だからこそ―― なにを代償にしても死なせたくない! 
「私の名前を持つ剣。そう――名を持つ剣よ!」  一気に叫び、腰にさげた剣に手を添える。 
 否定される前に、震える手で剣を抜き、フリックに押しつけようとした。 
 戦士の村の人間に。まだ名前のついた剣を持たない人間に。自分の名のついた剣を渡すことの重大さと、エゴを、痛いほど理解している。 
 あまりの事に目を見開いたフリックの瞳が痛い。 
「―― これをっ!つか、えば…!」 
 異常に緊張し過ぎて、声がもつれる。手も震えた。 
 その手に、ふいに、フリックの手が重ねられた。 
「―― 意味が分かってていってるんだな?」 
「分かってるわ」 
「―― それでも死ぬなと?」 
「―― 死なないで!」 
 一息に叫ぶ。 
 自分でも分からない、激情の全てをこの言葉に託した。そして、彼を睨みあげる。 
 微かにフリックは目を細めた。 
 そして――目に痛いほど鮮やかに、笑った。 
「その名を背負って一生を生きよう」 
 涼やかな声。 
 そして、フリックの手がオデッサの手をどけ、彼女の腰に下げらえた剣を、鮮やかに抜き去る。 
 一瞬、刀身が光った。 
 まるで未来をみせるかのごとく、鮮やかに綺麗に―― そして儚く。 
 オデッサの見詰める先でフリックは走り出した。 
 指示された通り、隠れているのが最善なのだ。 
 だから、隠れようと動きながら。 
 オデッサは確かに聞いた。 
「我が剣、オデッサの名にかけて!」 
 ―― 凛と叫んだ、彼の声を。 
 鬨の声が、高く高く、響いている。 
 それを確認して、オデッサは僅かに微笑んでいた。 
 あの凄まじく長く感じた時間のあと、返り血と、それ以上に彼自身の血に染まりながらも、なんとか迎えに来たフリックの手を取り、解放軍と合流したのだ。 

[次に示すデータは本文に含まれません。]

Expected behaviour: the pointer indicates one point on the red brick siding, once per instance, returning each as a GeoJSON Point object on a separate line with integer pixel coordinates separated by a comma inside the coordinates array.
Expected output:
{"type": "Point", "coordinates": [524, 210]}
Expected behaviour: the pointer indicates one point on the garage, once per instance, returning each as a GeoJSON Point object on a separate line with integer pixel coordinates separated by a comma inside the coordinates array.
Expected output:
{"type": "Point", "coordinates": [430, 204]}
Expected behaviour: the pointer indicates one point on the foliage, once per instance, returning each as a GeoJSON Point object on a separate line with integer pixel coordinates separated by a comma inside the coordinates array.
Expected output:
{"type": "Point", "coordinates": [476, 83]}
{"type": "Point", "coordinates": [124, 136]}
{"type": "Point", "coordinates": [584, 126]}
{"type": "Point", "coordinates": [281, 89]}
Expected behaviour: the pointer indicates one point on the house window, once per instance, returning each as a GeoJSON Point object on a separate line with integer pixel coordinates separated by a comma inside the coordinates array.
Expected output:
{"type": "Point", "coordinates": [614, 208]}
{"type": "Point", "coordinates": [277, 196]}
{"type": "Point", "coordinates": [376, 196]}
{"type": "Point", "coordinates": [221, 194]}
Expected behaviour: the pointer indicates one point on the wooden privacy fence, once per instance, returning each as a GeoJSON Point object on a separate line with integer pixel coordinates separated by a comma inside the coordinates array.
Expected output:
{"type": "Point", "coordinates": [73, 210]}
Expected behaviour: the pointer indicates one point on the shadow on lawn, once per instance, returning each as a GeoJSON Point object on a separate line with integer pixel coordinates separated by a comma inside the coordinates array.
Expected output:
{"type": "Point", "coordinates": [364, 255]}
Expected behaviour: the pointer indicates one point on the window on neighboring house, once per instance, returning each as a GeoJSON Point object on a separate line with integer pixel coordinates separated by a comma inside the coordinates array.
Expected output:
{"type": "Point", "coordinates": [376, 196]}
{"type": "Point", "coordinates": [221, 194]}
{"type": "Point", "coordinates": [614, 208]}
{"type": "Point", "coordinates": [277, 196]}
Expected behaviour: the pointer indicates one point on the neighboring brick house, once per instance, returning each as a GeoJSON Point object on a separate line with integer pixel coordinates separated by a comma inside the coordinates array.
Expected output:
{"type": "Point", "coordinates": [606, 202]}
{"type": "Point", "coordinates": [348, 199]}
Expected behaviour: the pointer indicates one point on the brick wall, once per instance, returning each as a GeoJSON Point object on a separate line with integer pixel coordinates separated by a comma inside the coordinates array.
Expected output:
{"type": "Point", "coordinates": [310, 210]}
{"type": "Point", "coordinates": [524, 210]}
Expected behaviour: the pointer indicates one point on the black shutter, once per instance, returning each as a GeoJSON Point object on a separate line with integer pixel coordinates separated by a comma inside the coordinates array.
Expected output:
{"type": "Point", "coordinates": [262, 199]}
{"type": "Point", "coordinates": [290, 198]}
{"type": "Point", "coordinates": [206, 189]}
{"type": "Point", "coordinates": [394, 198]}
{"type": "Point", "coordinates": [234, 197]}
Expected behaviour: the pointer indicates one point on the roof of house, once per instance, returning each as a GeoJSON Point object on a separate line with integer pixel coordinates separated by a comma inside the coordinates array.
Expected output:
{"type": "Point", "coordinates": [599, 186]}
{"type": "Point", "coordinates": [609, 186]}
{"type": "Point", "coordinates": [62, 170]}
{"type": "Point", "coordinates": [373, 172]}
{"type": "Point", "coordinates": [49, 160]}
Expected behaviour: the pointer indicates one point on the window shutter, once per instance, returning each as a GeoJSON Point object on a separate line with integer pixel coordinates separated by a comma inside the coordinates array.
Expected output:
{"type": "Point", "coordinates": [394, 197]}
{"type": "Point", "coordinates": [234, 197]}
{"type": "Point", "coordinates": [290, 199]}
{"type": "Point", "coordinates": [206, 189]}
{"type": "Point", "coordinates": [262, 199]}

 ―― 無事、ハンフリー達も逃げていてくれるだろう。 
 鬨の声が。 
 なぜかオデッサには、子供の産声のように聞こえてならなかった。 
「―― 解放運動が……本当の意味で解放軍になった、きっと今日が始まりの日なんだわ」 
 静かに、呟く。 
 フリックは、合流したと同時に倒れ、眠っている。 
 オデッサは彼を一台だけの馬車にいれ、その頭部を守ってやる為に、膝を貸した。 
「―― ありがとう」 
 そして、そっと囁き微笑んでいた。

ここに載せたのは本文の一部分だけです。